In 2015, Sergeev had been in Bulgaria when arms dealer Emilian Gebrev fell ill. The Bulgarian authorities had dismissed his condition as no more than food poisoning but chemicals found in Gebrev's blood indicated a nerve agent had been used.
It looked like an assassination attempt and when Gebrev was poisoned again a couple of months later there seemed to be little doubt. Coincidentally or not, you decide, associates of Sergeev just happened to be enjoying another trip to Bulgaria at the time of the second poisoning.
Sergeev and his GRU buddies do seem to get around and wherever they go it seems they never forget to pack some Novichok.
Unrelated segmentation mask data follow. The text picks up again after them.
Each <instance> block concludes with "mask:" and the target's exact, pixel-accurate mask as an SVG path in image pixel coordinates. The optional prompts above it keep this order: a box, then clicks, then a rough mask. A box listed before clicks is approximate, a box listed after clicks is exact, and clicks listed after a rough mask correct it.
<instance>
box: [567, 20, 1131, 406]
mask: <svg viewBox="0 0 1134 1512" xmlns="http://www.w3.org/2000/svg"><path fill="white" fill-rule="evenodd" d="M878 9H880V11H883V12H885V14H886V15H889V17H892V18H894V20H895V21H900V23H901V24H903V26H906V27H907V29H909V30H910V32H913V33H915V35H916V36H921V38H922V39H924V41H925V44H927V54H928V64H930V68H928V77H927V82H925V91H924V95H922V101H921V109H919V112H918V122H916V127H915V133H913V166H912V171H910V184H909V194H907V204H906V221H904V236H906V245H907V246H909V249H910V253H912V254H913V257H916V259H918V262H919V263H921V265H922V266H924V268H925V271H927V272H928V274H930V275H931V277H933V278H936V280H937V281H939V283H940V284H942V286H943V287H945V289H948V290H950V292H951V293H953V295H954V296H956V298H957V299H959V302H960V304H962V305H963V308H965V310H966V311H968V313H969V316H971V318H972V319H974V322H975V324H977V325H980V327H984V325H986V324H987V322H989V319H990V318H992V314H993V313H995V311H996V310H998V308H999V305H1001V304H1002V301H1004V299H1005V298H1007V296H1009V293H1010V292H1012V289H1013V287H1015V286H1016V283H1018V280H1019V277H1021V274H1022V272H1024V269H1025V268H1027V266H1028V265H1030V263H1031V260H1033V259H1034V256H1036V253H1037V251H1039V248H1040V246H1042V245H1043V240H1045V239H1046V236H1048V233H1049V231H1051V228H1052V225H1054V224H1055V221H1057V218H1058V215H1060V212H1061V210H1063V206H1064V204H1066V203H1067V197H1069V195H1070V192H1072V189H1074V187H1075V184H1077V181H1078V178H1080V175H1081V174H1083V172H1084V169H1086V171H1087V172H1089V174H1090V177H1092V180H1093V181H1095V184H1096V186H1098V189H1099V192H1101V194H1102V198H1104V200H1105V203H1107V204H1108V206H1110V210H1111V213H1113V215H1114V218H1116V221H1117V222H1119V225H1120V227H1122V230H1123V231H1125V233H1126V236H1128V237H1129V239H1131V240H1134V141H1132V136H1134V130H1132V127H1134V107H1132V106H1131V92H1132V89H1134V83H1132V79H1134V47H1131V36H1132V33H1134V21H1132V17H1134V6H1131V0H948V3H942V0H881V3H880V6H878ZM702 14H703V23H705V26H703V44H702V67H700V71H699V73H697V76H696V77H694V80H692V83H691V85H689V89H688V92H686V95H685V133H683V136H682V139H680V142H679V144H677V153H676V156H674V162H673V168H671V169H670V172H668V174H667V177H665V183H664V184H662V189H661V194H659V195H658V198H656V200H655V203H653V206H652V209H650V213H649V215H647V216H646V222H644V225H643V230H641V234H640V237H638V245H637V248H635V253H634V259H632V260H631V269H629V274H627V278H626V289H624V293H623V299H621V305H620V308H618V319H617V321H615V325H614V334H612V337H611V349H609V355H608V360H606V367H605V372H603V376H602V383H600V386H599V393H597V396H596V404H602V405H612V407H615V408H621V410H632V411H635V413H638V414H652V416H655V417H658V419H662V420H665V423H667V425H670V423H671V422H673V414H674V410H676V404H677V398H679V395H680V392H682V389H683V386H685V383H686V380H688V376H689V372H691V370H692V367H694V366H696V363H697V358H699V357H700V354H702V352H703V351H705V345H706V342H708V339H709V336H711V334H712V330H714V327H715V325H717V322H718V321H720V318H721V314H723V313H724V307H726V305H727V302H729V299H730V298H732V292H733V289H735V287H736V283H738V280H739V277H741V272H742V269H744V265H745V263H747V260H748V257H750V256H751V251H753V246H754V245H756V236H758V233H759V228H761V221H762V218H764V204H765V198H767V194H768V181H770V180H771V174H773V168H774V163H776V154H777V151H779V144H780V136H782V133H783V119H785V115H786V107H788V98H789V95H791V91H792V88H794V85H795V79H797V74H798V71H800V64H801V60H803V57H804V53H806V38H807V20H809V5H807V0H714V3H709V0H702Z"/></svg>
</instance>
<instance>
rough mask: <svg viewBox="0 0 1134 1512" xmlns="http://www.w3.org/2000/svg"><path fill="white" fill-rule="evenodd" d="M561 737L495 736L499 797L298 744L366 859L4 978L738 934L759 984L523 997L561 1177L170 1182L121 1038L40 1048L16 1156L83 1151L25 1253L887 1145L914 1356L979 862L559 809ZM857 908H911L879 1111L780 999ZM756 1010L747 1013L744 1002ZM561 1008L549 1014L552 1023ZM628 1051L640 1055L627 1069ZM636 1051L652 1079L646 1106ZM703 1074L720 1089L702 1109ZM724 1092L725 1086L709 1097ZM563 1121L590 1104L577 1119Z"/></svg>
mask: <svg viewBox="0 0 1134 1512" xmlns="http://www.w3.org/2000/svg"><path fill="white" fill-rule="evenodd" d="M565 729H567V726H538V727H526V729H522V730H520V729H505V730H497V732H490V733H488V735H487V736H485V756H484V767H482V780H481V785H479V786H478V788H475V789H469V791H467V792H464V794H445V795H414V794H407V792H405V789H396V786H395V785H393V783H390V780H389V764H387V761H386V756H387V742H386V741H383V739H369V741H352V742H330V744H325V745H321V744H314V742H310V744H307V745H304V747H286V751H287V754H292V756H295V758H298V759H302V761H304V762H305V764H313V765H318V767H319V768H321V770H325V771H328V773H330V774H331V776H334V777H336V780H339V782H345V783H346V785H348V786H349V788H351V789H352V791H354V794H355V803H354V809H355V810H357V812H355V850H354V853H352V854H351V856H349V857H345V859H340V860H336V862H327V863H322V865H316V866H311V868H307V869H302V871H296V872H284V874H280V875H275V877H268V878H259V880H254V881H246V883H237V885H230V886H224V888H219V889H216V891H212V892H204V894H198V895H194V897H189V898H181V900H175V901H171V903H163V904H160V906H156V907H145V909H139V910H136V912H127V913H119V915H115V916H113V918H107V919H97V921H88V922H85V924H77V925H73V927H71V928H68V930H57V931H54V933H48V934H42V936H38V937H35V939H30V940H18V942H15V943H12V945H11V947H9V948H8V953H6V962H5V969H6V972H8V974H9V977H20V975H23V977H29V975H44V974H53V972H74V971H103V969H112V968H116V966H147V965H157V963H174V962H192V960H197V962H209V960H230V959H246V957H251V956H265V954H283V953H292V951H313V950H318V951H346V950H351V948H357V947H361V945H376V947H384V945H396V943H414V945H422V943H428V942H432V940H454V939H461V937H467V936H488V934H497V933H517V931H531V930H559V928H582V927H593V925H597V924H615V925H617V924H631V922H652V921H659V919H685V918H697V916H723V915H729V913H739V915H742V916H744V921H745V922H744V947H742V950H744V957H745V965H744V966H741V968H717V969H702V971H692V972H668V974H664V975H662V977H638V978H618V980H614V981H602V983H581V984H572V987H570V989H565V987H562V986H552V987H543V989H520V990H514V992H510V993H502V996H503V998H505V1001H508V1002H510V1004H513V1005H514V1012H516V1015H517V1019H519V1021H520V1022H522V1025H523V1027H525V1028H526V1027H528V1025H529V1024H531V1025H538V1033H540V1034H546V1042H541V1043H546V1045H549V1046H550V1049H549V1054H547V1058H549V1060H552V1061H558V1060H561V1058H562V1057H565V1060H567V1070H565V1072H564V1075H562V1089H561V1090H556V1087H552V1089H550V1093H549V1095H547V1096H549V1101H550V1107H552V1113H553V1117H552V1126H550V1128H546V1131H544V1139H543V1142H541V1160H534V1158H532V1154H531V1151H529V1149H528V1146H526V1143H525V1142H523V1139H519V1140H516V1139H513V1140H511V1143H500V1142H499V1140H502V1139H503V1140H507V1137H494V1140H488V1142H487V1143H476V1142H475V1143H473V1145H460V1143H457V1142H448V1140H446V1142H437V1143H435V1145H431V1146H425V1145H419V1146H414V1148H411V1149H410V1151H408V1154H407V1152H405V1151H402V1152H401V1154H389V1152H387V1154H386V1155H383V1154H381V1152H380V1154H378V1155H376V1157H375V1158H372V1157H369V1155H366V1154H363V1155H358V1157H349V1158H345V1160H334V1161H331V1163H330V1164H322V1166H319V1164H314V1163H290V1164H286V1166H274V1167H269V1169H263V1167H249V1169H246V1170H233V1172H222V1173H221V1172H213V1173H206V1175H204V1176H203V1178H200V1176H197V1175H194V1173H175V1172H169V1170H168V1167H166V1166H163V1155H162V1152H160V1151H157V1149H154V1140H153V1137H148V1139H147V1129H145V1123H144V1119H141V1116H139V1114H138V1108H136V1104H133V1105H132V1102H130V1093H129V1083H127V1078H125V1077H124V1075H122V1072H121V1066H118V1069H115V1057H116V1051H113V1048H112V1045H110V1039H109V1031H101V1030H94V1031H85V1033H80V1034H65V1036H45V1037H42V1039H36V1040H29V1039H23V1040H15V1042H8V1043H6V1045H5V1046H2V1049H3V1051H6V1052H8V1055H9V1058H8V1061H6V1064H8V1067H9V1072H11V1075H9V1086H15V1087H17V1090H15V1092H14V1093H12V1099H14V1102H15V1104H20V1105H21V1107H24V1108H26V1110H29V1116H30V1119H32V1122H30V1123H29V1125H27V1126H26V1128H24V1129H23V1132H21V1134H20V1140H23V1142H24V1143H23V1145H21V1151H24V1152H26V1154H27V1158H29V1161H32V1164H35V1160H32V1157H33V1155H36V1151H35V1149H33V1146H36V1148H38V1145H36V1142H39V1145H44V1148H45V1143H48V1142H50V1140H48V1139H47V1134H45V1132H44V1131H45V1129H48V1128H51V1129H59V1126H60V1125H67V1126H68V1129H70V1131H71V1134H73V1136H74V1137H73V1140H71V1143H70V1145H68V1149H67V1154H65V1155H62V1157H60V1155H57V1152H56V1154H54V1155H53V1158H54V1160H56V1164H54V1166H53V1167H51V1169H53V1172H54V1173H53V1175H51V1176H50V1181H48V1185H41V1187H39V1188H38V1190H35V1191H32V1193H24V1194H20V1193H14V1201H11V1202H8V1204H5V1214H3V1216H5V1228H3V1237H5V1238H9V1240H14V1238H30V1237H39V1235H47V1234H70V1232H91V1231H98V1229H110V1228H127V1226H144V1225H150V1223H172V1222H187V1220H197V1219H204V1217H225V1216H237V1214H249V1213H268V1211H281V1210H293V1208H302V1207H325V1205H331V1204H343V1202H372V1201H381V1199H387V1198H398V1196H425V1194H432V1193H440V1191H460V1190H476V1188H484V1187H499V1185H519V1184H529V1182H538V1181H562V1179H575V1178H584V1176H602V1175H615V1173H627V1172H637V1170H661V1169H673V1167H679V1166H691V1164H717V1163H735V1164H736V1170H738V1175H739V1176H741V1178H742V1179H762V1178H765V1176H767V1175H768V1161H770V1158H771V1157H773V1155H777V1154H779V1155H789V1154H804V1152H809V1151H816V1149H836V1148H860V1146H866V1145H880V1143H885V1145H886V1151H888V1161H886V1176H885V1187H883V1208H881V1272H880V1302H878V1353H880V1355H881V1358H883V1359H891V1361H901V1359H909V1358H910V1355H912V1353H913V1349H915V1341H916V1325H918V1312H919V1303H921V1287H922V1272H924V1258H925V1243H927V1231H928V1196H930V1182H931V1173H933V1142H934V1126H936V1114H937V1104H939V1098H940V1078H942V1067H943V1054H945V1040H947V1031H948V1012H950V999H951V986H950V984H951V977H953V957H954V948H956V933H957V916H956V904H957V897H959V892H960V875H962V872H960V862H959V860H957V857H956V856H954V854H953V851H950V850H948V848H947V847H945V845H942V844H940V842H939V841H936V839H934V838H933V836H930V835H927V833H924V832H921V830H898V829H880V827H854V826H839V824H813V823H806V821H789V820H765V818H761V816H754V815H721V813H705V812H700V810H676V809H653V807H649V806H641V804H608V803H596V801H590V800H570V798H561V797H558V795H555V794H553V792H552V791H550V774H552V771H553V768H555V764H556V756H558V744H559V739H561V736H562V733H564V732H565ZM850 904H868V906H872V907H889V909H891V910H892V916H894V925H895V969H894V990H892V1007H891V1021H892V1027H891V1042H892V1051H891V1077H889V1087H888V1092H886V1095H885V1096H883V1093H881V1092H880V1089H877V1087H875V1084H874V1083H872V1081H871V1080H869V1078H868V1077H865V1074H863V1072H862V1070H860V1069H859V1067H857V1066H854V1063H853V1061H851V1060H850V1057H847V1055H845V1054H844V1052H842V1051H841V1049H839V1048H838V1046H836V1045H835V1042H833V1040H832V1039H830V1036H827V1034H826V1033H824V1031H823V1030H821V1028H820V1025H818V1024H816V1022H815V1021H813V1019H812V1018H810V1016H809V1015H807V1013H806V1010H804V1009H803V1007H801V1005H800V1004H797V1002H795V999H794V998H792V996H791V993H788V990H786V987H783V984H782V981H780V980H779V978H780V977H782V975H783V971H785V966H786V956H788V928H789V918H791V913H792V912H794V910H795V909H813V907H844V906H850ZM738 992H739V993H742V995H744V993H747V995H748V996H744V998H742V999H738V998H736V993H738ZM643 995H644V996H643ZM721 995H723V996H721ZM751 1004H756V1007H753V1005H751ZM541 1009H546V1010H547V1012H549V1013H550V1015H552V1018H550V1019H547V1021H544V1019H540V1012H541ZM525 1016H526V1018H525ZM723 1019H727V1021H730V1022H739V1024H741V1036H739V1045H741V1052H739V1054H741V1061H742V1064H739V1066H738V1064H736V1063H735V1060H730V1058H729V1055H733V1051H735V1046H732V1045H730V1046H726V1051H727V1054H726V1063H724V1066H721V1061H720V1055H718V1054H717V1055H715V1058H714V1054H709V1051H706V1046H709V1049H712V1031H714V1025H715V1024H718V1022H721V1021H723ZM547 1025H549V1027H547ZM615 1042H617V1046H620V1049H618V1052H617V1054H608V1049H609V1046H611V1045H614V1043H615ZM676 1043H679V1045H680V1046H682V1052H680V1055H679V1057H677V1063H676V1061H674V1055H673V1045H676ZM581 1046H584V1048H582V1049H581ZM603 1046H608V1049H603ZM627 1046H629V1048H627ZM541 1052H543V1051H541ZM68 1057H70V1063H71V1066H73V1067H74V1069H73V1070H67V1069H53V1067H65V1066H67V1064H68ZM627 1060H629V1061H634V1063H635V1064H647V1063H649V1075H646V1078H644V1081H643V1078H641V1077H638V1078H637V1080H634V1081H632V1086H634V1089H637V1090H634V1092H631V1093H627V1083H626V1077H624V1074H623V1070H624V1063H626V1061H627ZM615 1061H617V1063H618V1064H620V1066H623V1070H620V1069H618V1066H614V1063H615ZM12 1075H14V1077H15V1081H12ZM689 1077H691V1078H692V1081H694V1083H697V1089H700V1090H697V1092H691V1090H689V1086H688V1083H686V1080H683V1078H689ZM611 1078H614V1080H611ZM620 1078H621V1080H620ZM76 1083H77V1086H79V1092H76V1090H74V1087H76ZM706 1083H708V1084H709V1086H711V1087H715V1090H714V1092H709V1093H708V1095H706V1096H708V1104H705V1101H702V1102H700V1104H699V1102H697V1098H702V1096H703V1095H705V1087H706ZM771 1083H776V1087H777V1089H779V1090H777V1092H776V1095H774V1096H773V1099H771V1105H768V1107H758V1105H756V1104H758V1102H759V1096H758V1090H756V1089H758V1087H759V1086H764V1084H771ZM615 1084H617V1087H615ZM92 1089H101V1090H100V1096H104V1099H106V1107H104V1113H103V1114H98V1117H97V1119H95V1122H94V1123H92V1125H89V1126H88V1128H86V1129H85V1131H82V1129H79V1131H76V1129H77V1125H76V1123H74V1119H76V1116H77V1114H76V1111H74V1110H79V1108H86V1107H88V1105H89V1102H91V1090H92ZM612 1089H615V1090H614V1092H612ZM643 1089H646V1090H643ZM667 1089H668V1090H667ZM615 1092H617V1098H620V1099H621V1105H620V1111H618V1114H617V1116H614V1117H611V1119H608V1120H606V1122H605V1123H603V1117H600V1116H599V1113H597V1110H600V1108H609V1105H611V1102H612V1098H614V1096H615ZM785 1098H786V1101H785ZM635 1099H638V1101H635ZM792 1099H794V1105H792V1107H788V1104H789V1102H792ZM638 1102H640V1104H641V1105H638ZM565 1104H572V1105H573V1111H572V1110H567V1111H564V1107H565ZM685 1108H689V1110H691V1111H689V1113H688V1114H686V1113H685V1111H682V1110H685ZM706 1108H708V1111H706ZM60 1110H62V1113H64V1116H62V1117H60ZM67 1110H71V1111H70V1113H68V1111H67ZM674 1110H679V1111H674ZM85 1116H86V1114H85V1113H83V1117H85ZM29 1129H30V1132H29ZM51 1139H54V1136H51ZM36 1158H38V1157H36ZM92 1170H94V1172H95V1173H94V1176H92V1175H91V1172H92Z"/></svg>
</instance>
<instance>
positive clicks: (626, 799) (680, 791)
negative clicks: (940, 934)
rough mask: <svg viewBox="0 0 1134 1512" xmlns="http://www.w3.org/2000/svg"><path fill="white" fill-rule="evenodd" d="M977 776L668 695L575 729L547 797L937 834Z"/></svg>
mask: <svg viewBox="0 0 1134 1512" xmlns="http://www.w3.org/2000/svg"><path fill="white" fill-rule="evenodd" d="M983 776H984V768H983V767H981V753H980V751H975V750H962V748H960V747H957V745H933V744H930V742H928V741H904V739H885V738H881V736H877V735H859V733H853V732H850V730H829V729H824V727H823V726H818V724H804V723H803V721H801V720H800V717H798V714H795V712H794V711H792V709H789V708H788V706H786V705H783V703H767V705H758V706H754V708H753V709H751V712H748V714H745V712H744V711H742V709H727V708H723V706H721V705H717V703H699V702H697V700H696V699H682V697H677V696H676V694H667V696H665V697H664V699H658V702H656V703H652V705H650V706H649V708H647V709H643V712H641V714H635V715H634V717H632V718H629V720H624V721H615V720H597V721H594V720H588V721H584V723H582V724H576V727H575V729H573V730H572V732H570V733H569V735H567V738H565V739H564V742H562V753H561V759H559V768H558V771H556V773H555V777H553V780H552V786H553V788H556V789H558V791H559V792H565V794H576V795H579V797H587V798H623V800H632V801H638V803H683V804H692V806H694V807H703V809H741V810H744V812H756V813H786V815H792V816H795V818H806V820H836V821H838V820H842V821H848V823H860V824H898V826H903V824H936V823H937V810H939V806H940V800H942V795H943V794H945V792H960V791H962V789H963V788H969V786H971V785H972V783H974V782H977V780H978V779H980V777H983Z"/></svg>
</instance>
Officially, the Russian Novichok programme was shut down in accordance with the Chemical Weapons Convention (to which every country in the world, bar North Korea, Egypt, and South Sudan are signed up) but, of course, it wasn't.
The Russians just moved the factory that was making it and pretended it was a making .... sports nutrition (suggesting that the claims that the Skripal suspects worked in sports nutrition was both an in joke and a fuck you of international proportions).
Sergeev's GRU team have been found by Bellingcat to have followed the Russian opposition leader and anti-corruption activist at least forty times in recent years. Navalny, famously, has been poisoned at least twice and phone records have been uncovered of a spy boasting (to Navalny himself, posing as a colleague) that he'd put the Novichok on the fly of Navalny's pants.
They actually poisoned his cock. Navalny is still alive - just. He's in prison in Moscow for not meeting his parole obligations (due to being in a coma in a hospital in Berlin after being poisoned) and he has complained of losing feeling in his hands, legs, and spine and of being deprived of sleep and has suffered two spinal disc herniations.
Amnesty International have described Navalny's prison conditions as torture and have suggested they believe the Russian state may be, intentionally, slowly killing him. Higgins, too, feared for Navalny's life. The prognosis for Navalny doesn't look good. Many other individuals, from minor opposition figures to local activists, have already been poisoned and killed by the GRU and the FSB (the modern equivalent of the KGB) and Bellingcat are investigating yet more chemical weapons attacks and assassination attempts carried out by the Russian state.
Bellingcat doubt, as do any reasonable observers, that the ones they know about are all of them and that they certainly won't be the last. Poisoning, or assassinating in other ways, their enemies is working for the FSB, it's working for Russia, and it's working for Putin. So why would they stop?
We can expel a diplomat here and there and Putin won't care and even the expelled diplomat will fall straight into another, probably better, job. The West is too weak in its dealings with Putin and Putin knows that. While nobody is saying it's time to bomb Russia, Eliot Higgins and others are saying it's time to at least hit them where it hurts. Financially. Otherwise the assassinations will continue and, most likely, become ever more bolder and even more brazen. Russians aren't bad people but under a bad leader, Putin, Russia has become a threat to the entire planet.